As the strands continue to unwind and separate in both directions around the entire DNA molecule, new complementary strands are produced by the hydrogen bonding of free DNA nucleotides with those on each parent strand. As the new nucleotides line up opposite each parent strand by hydrogen bonding, enzymes called DNA polymerases join the nucleotides by way of phosphodiester bonds. Actually, the nucleotides lining up by complementary base pairing are deoxynucleotide triphosphates, composed of a nitrogenous base, deoxyribose, and three phosphates. As the phosphodiester bond forms between the 5' phosphate group of the new nucleotide and the 3' OH of the last nucleotide in the DNA strand, two of the phosphates are removed providing energy for bonding (see Fig. 4). In the end, each parent strand serves as a template to synthesize a complementary copy of itself, resulting in the formation of two identical DNA molecules (see Fig. 5). In bacteria, Par proteins function to separate bacterial chromosomes to opposite poles of the cell during cell division. They bind to the origin of replication of the DNA and physically pull or push the chromosomes apart, similar to the mitotic apparatus of eukaryotic cells. Fts proteins, such as FtsK in the divisome, also help in separating the replicated bacterial chromosome.
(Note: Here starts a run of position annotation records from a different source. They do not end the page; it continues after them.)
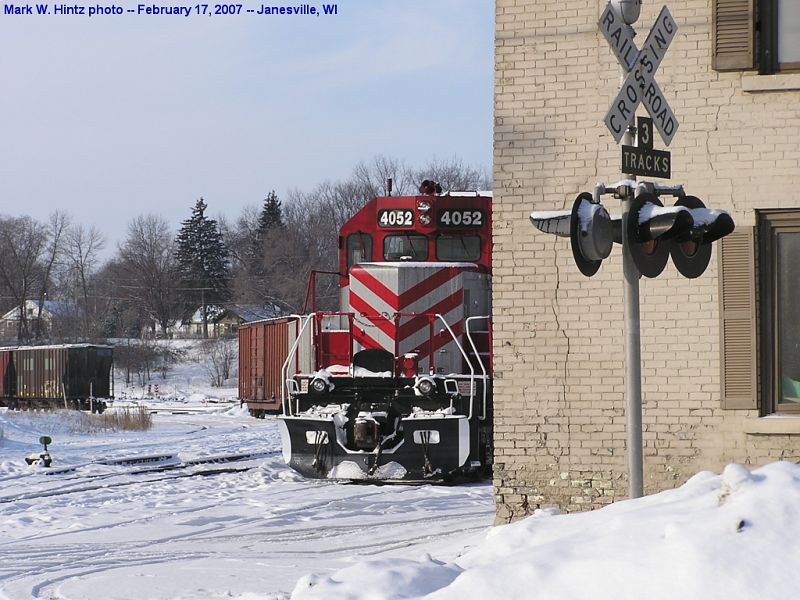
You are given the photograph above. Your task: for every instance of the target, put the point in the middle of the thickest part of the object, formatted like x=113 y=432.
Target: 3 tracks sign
x=642 y=159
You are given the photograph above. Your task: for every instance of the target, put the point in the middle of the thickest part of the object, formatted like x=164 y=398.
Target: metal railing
x=478 y=358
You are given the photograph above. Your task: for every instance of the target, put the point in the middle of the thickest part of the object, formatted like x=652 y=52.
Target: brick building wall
x=558 y=340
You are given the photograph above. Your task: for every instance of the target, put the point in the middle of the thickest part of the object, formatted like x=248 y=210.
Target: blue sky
x=110 y=117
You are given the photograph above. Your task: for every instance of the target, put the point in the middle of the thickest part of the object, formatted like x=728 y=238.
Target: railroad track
x=141 y=466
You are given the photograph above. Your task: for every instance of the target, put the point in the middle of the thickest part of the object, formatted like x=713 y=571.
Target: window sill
x=786 y=82
x=773 y=425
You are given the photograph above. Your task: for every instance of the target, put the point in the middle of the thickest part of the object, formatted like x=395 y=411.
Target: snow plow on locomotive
x=397 y=384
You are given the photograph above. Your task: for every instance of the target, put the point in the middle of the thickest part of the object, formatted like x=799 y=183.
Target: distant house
x=52 y=310
x=224 y=321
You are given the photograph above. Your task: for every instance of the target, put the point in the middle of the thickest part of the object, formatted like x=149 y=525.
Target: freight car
x=75 y=376
x=397 y=385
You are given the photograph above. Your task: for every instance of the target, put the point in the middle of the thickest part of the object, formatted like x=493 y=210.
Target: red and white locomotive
x=397 y=384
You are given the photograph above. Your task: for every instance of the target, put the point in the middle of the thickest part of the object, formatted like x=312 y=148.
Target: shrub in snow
x=218 y=357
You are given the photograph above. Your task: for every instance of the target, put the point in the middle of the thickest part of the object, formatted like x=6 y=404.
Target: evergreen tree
x=271 y=214
x=203 y=262
x=270 y=219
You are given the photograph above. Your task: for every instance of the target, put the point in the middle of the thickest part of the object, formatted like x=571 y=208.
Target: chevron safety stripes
x=395 y=304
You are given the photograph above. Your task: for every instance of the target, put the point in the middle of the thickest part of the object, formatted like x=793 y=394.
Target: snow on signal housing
x=589 y=227
x=684 y=231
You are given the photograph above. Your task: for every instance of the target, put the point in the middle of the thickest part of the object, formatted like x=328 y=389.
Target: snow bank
x=727 y=536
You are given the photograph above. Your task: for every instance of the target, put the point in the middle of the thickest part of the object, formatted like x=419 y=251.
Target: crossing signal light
x=684 y=231
x=589 y=228
x=691 y=251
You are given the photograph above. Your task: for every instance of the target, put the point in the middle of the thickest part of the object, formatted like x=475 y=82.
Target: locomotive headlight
x=425 y=386
x=319 y=385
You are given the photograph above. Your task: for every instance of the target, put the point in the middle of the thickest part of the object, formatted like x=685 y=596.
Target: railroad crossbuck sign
x=640 y=84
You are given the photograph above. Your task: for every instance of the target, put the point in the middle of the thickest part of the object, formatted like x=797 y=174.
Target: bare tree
x=56 y=226
x=82 y=246
x=452 y=175
x=149 y=270
x=23 y=241
x=220 y=356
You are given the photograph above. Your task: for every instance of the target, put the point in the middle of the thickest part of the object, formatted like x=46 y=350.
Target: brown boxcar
x=8 y=377
x=263 y=346
x=65 y=375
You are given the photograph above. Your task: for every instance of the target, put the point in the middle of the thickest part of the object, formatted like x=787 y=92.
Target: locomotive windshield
x=359 y=248
x=405 y=247
x=458 y=247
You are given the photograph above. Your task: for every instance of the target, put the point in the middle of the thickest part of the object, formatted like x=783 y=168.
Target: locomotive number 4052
x=459 y=217
x=395 y=218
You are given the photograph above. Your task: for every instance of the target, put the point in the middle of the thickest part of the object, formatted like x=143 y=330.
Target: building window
x=756 y=34
x=779 y=299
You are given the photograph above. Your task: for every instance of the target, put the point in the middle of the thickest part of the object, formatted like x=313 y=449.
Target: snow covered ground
x=215 y=513
x=241 y=529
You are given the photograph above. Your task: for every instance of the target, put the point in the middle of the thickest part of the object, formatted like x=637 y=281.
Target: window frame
x=771 y=223
x=768 y=39
x=745 y=37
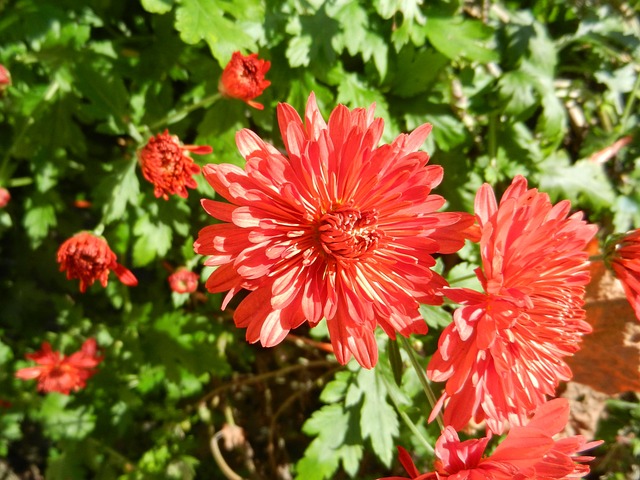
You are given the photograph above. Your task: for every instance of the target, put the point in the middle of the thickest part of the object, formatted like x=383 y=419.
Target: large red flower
x=166 y=163
x=503 y=353
x=5 y=197
x=57 y=373
x=89 y=258
x=243 y=78
x=528 y=452
x=623 y=256
x=5 y=78
x=341 y=228
x=183 y=281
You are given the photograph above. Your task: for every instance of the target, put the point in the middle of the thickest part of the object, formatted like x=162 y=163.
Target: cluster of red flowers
x=344 y=229
x=166 y=163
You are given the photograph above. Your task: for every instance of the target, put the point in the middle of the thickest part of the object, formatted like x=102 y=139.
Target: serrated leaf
x=395 y=360
x=336 y=389
x=60 y=422
x=107 y=95
x=198 y=20
x=338 y=440
x=157 y=6
x=353 y=92
x=311 y=41
x=517 y=94
x=378 y=419
x=356 y=35
x=40 y=217
x=120 y=189
x=583 y=181
x=457 y=37
x=417 y=70
x=153 y=240
x=65 y=466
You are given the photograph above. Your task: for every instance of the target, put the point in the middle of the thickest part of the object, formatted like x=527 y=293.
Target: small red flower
x=527 y=453
x=243 y=78
x=89 y=258
x=5 y=78
x=5 y=197
x=503 y=354
x=183 y=281
x=166 y=163
x=623 y=256
x=57 y=373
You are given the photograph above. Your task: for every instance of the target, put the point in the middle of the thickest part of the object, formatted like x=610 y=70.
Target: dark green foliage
x=534 y=88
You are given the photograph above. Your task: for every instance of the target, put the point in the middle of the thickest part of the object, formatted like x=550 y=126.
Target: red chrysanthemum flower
x=183 y=281
x=243 y=78
x=340 y=229
x=5 y=197
x=5 y=78
x=89 y=258
x=623 y=257
x=528 y=452
x=166 y=163
x=57 y=373
x=502 y=355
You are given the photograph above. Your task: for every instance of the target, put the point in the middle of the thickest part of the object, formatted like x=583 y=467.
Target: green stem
x=630 y=101
x=407 y=421
x=422 y=376
x=493 y=141
x=183 y=112
x=19 y=182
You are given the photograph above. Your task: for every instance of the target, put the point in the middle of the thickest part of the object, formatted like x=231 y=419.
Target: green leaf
x=416 y=70
x=337 y=441
x=378 y=419
x=311 y=40
x=198 y=20
x=395 y=360
x=357 y=36
x=457 y=37
x=448 y=131
x=119 y=189
x=157 y=6
x=153 y=240
x=39 y=218
x=64 y=466
x=584 y=182
x=60 y=422
x=107 y=95
x=517 y=94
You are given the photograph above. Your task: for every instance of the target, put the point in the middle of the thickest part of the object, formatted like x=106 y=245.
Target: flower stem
x=405 y=418
x=630 y=101
x=422 y=376
x=183 y=112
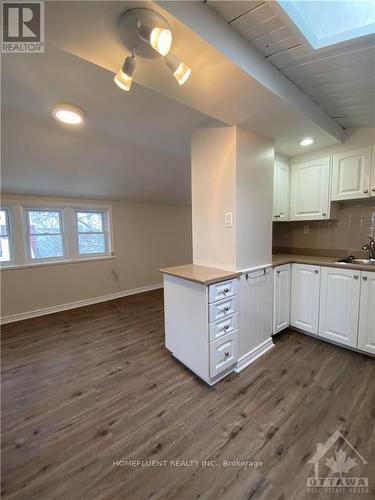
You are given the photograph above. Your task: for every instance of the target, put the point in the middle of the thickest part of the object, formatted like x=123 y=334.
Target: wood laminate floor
x=84 y=389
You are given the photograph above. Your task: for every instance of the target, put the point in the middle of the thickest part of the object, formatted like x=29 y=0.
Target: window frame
x=8 y=217
x=27 y=234
x=106 y=232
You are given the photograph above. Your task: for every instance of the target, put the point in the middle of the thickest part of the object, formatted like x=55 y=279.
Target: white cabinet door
x=304 y=311
x=281 y=191
x=339 y=305
x=281 y=298
x=366 y=334
x=310 y=190
x=373 y=173
x=351 y=174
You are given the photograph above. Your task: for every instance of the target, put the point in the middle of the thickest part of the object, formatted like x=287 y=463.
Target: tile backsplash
x=351 y=224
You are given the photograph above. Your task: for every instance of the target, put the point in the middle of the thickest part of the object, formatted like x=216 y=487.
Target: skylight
x=326 y=22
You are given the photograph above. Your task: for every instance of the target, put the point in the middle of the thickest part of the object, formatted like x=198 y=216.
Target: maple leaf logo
x=340 y=464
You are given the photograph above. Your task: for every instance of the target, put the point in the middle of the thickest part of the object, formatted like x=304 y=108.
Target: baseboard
x=254 y=354
x=79 y=303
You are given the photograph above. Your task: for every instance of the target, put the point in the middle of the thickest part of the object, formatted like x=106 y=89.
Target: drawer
x=223 y=353
x=219 y=291
x=222 y=309
x=223 y=326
by Gary E. Kaiser, Ph.D. Last updated: August, 2019 |
In reality, DNA replication is more complicated than this because of the nature of the DNA polmerases. DNA polymerase enzymes are only able to join the phosphate group at the 5' carbon of a new nucleotide to the hydroxyl (OH) group of the 3' carbon of a nucleotide already in the chain. As a result, DNA can only be synthesized in a 5' to 3' direction while copying a parent strand running in a 3' to 5' direction.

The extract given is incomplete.